In an effort to promote scientific social responsibility (SSR), the science ministry has introduced guidelines requiring every scientist in the country to contribute at least 10 days per year towards SSR activities. These voluntary activities, in addition to their regular work, will be taken into account during annual performance evaluations. The aim of SSR is to leverage the potential of the scientific community in addressing social goals, and the guidelines seek to create an effective ecosystem for enhancing the capabilities of marginalized groups. The ministry has identified 17 activities that scientists can undertake to bridge the gap between science and society. Both individual and institutional SSR activities will be incentivized with budgetary support, and knowledge institutions will not be allowed to outsource or subcontract SSR projects. Central and state government ministries are also required to develop SSR plans aligned with their respective mandates.
Some of the illustrative SSR activities listed in the guidelines include scientists delivering lectures in schools and colleges, mentoring school students on innovation projects, organizing visits to scientific facilities, conducting training and workshops for skill development, and sharing infrastructure and knowledge resources. The guidelines also advocate for scientists to deliver scientific talks on popular themes through various media channels to raise scientific awareness and dispel superstitions in society.
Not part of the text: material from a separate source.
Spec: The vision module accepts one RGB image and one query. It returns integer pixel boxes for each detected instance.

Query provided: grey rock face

Additionally, on National Technology Day, which commemorates India’s achievement of full nuclear status, the ministry also released guidelines for the Scientific Research Infrastructure Sharing Maintenance and Networks (SRIMAN) program. The aim of SRIMAN is to promote efficient utilization and wider access to research infrastructure for scientists, researchers, and industry professionals throughout the country by establishing a network of relevant stakeholders.